Although the mortality and survival rates in our institute improved over time, a result consistent with other studies, our study is incomparable since mortality rates are influenced by many factors such as gender, age, race/ethnicity, setting, treatment modality, year of diagnosis, major organ involvement and severity of disease.

In general, therapy protocols significantly affect morbidity and mortality. However, in this retrospective study the comparison of treatment protocols in the three decades is not possible due to the nature of SLE disease which has a multi-organ involvement, therefore therapy was absolutely adjusted by the clinician following the major organ involvement and disease activity (flare). In fact, SLE treatment has advanced over time due to new immunosuppressive drugs, antibiotics and palliative therapy, particularly renal replacement therapy (RRT), which altogether results in improved outcomes.

In our institute, induction therapies include prednisolone, pulse methylprednisolone, intravenous cyclophosphamide, and/or mycophenolate mofetil. Maintenance therapy includes prednisolone, oral cyclophosphamide, mycophenolate mofetil, and/or azathioprine, and the duration therapy depends on disease activity.

The significant improvement of survival rates across the time periods in our study undoubtedly reflect the continually increasing availability and quality of health care in Thailand. Nowadays, patients are seeking medical care earlier than in previous years, due to better education, and they also show better compliance with all forms of treatment than in earlier years. Primary care physicians can also now make earlier diagnoses of SLE and its complications and refer needful patients to a health care center, such as our institute, where more effective immunosuppressive drugs, antibiotics for infection, and other palliative care options such as RRT are available.

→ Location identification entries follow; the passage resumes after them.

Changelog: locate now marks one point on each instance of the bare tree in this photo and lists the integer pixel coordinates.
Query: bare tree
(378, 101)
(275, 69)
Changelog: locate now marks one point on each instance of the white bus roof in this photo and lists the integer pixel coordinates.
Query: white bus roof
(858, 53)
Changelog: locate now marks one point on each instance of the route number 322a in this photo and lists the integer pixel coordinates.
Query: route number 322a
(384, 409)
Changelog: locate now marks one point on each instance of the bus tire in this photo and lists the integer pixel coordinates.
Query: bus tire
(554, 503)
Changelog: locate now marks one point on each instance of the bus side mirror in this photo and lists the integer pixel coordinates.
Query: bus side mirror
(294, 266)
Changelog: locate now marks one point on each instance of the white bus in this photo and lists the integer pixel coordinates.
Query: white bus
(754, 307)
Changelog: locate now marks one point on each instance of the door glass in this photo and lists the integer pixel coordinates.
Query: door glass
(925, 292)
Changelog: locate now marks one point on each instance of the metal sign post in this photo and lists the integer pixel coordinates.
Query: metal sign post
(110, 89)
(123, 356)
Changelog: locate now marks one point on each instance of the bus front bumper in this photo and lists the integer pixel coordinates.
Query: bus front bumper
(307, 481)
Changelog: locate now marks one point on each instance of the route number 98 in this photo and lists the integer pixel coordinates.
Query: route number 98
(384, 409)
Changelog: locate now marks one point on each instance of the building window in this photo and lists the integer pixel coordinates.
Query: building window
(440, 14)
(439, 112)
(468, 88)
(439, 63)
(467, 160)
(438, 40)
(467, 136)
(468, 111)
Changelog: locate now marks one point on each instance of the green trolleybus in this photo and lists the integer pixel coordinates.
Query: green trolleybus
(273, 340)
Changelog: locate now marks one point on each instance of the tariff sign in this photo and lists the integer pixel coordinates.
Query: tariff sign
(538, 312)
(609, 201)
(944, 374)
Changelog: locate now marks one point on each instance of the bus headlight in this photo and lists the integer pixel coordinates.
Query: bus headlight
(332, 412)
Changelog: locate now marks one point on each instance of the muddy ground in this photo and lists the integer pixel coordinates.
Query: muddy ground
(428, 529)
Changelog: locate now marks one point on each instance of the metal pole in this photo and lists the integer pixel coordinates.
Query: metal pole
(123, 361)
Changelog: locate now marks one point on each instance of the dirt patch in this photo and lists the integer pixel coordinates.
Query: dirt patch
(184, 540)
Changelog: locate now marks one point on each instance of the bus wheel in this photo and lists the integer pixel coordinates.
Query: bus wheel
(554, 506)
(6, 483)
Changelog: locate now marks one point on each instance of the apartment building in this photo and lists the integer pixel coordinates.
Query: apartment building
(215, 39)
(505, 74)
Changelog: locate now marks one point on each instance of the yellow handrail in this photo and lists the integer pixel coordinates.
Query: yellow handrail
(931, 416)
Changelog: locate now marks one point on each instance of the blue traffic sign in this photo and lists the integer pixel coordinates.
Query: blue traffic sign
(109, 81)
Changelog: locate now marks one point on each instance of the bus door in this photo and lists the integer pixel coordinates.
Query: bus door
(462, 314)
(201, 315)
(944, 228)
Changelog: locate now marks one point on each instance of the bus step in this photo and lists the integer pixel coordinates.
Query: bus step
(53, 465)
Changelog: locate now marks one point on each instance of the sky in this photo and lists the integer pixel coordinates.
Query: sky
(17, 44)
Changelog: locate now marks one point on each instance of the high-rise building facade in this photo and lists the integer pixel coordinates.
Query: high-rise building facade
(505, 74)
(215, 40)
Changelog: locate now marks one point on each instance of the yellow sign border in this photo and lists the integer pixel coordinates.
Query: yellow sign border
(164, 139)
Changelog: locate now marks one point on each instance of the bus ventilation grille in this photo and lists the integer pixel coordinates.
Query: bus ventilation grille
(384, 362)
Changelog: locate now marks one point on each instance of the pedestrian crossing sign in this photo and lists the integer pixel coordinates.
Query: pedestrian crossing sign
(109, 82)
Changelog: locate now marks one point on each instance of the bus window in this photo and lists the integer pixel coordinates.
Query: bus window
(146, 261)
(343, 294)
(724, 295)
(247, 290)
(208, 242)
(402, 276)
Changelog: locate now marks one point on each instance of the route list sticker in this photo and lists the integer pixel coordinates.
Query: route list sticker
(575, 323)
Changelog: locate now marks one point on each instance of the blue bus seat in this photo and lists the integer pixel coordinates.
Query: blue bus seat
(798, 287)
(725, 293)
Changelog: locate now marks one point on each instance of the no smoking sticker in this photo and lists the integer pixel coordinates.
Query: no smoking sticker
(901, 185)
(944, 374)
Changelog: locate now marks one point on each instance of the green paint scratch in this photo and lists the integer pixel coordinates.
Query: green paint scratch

It is crucial to identify the mortality and survival rates of children with SLE in order to understand the seriousness of the situation. Determining the associated factors is necessary to improve the survival of these vulnerable patients. Moreover this information will reflect the nature of the disease and the ability to provide adequate treatment. A multidisciplinary effort should be implemented to achieve optimal response to treatment to rescue the patient during the critical period and to prevent and minimize organ damage in the long-term. Ultimately mortality and survival rates will be improved.

Conclusion

In our setting, the survival rate of childhood onset SLE has improved notably over the last three decades, but mortality is still high compared to developed countries, particularly in boys. Most deaths occur within the first year following presentation. The severity of lupus nephritis does not determine survival.